What is also evident now is that the us negotiating position is crafted on this basis. Its first step was to ask for something vague and undefined as "meaningful participation from developing countries" so that the ball would move to developing countries to say what they could do and of course, the us could easily dismiss it as "not meaningful enough".
Its second step was to get as good -- or weak -- an agreement as possible in Kyoto, make it clear it was a partial solution and not try for ratification immediately.

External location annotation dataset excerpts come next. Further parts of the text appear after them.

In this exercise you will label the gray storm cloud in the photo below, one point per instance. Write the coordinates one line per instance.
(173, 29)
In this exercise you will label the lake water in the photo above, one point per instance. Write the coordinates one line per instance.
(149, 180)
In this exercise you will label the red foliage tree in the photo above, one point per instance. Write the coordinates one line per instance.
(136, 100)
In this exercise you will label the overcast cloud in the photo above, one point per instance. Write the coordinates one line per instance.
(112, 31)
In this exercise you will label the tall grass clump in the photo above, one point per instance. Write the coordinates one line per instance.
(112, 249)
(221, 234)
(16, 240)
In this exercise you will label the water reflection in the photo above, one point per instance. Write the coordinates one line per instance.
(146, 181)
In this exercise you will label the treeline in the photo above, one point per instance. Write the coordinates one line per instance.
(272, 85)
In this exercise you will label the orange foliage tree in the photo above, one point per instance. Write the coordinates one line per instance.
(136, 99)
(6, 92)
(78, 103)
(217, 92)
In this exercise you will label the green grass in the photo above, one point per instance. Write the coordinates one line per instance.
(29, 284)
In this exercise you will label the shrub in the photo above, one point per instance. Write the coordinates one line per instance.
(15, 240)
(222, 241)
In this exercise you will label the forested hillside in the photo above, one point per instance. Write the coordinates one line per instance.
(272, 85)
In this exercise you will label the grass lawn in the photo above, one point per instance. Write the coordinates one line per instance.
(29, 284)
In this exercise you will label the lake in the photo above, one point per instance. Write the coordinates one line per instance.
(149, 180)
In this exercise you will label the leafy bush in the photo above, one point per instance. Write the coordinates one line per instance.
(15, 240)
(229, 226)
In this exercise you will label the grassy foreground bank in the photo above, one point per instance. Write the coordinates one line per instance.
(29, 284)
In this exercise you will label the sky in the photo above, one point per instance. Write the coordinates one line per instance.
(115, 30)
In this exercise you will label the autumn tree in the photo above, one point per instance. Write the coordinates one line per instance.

And its third step was or is to use the threat of non-ratification and opposition from the Senate unless there is "meaningful participation" from the developing countries. On December 8, 1997 vice president Al Gore told a press conference in Kyoto that "in order to sign an agreement, or in order to send an agreement to the Senate, we must have meaningful participation by key developing countries. Gore stressed again at the end of Kyoto, " let's be clear, we will not submit this agreement for ratification until key developing nations participate in this effort."
The pressure on the developing countries will therefore mount as the world's media will target their attention on their non-participation which will be seen as holding up ratification by the us . Everyone knows that without the us , the Kyoto protocol is meaningless. And every effort will be made to bind the "reluctant" developing countries in the interest of us all.
Price of change
The North feels that cdm is one way to buy the participation of the South. What would be the price of this participation? How much would the South be paid for its emission units? It is in the interest of the North is to buy these emissions as cheaply as possible. The us administration's calculations for its bill to meet the Kyoto commitments is "modest", according to its official position, simply because it plans to buy as much as 93 per cent of its emission units at the cheapest cost in the market place. The us proposes to pay as little as us $14-23 per tonne for its emissions credits.In contrast, the price the country would have to pay for domestic emission reduction programme would be us $125 per tonne.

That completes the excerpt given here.